Washington's General by Terry Golway

Washington's General by Terry Golway

Author:Terry Golway
Language: eng
Format: epub
Publisher: Henry Holt and Co.
Published: 2005-08-02T16:00:00+00:00


9 “It Wounds My Feelings”

In his short service as quartermaster general, Nathanael Greene had shown himself to be the right man for the job. The assignment required organization; he was organized. It required an understanding of logistics and supply; he was a businessman. It helped to have a field-level understanding of the army’s needs; he had been in the field since the siege of Boston.

In one way, however, Greene was poorly suited to the position. Being quartermaster general of the Continental army was a thankless job. But Nathanael Greene liked to be thanked.

More to the point, Nathanael Greene wished to be recognized–for his service, for his sacrifice, for his competence. The slightest hint of underappreciation was likely to inspire waves of self-pity and occasional threats of resignation. Even while he was considering the quartermaster’s job, when the army still was encamped in Valley Forge, he confided to his brother Jacob and his cousin Griffin that he might quit the army. “It would be agreeable to retire if no injury was to follow to the public,” he told Jacob, “for the Splendor of the Camp is but a poor compensation for the sacrifices made to enjoy it.”

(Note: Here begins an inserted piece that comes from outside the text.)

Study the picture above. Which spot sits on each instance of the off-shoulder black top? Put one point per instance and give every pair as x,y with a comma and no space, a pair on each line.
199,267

Hardly the sentiments of a selfless, liberty-loving patriot. But Greene missed his wife; he missed the children he fathered but did not know; he missed the opportunity to make himself wealthy. He wished for recognition but believed he had received only slights. Most recently, he was disappointed that his role in the fighting at Monmouth had been overlooked, just as it had at Brandywine. And Washington had said little or nothing about Greene’s heroic efforts in transforming the quartermaster’s office. But although Greene may have taken this oversight to heart, he did not hold it against the man he worshipped. Often, when he was depressed or feeling sorry for himself, all Greene needed was an acknowledgment, even if unspoken, that he was useful and appreciated. When he felt that way, he rarely complained or indulged in flights of self-pity. There is no question that he was not happy in his new role as the army’s quartermaster general. His duties truly were thankless: he would win no medals for keeping the supply wagons running; he would garner no praise for dealing with skeptical civilian merchants and farmers reluctant to accept Continental currency; he would find no laurels in supervising a sprawling bureaucracy.

Instead of plotting strategy in Washington’s headquarters, he spent his nights squinting by candlelight at accounts that recorded, for example, the number of axes and blacksmith’s tools and tables and blankets that were in the army’s possession and which states had provided them. A more secure but less ambitious man might have have found this kind of work its own reward, for without such attention to detail, the army would collapse for lack of supplies. But Nathanael Greene–the insecure soldier who walked with a limp; the amateur general among professionals; the self-educated Quaker who corresponded with learned men in camp and in Congress–needed frequent affirmation.